5. Pour que les médias sociaux soient réellement au service de la démocratie et du développement des nations, il est impérieux que ses utilisateurs observent les règles que dicte l’éthique de responsabilité professionnelle, civique et morale. Dans cette perspective, l’indépendance, le pluralisme, le respect de la vérité et l’impartialité sont parmi les ingrédients nécessaires à un développement heureux des médias sociaux.  En définitive, dans un régime démocratique, on ne peut bloquer ni supprimer les médias sociaux. Cependant, il est indispensable d’en faire un usage responsable et constructif. Ceci exige un cadre légal approprié qui permet d’éviter les effets pervers des médias sociaux. Les éléments constitutifs d’un tel cadre méritent d’être définis par une réflexion approfondie des parlementaires francophones africains. Cette autre évidence est démontrée, du reste, par les expériences de certains pays francophones d’Afrique dont les délégations ont fait des interventions au cours du débat (la Côte d’Ivoire, le Cameroun, le Burkina-Faso, la République Démocratique du Congo, le Royaume du Maroc, le Burundi et le Niger).

IIII. Préparation de la 42ième session de l’Assemblée Parlementaire de la Francophonie 

Le Secrétaire général administratif de l’APF, Monsieur Didier Le Bot, a donné les informations utiles sur la préparation de la 42ième session de l’Assemblée Parlementaire de la Francophonie. A ce sujet, les participants à la 24ième Assemblée régionale Afrique ont noté ce qui suit :

1. La 42ième session de l’APF aura bel et bien lieu à Antananarivo, à Madagascar, du 08 au 12 juillet 1016 ;

2. Madame la Secrétaire Générale de la Francophonie, Michaël Jean, a donné son accord de principe pour avoir quelques entretiens bilatéraux avec les Présidents d’Assemblées qui souhaiteront ;

3. Le débat général sera consacré au thème du prochain Somme des Chefs d’Etat et de gouvernement de la Francophonie, à savoir : « croissance partagée et développement responsable, conditions de la stabilité du monde et de l’espace francophone » ;

4. En réparation de l’avis de l’APF que le Président son Président, Aubin Minaku, portera sur ce thème au Sommet, les sections sont invitées à faire connaître leurs contributions afin que cet avis soit le reflet de leurs positions respectives ;

5. Compte tenu de l’accord de partenariat qui sera signé entre l’APF et le Parlement panafricain, le Président de ce dernier, Monsieur Nkodo Dang, s’adressera aux parlementaires francophones à la 42ième session.  La section malgache ayant envoyé un fonctionnaire, son Secrétaire administratif, celui-ci ne pouvait pas prendre la parole devant l’assemblée plénière pour l’informer de l’état d’avancement des préparatifs de la 42ième session de l’APF. V.
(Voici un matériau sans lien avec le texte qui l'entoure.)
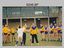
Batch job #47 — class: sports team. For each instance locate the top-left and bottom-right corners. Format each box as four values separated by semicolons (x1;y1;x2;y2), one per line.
2;22;62;46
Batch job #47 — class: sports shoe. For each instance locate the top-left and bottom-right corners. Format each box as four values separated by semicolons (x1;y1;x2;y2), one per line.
41;39;43;41
15;45;17;46
31;43;34;45
3;41;4;44
37;43;39;45
30;39;31;41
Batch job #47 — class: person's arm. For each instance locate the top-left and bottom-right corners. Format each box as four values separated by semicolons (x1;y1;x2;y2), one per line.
36;28;39;34
55;26;58;29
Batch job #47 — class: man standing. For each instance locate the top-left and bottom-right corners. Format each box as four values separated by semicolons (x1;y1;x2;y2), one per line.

Date et lieu de la 25ième Assemblée régionale Afrique de l’APFA l’invitation de la section marocaine, la 25ième Assemblée régionale Afrique se tiendra au Royaume du Maroc, au mois de mai 2017.

Les participants à la 24ième Assemblée régionale ont exprimé leurs sincères remerciements à la section marocaine pour son hospitalité et sa participation régulière et toujours remarquable aux activités de la Région et de l’APF en général.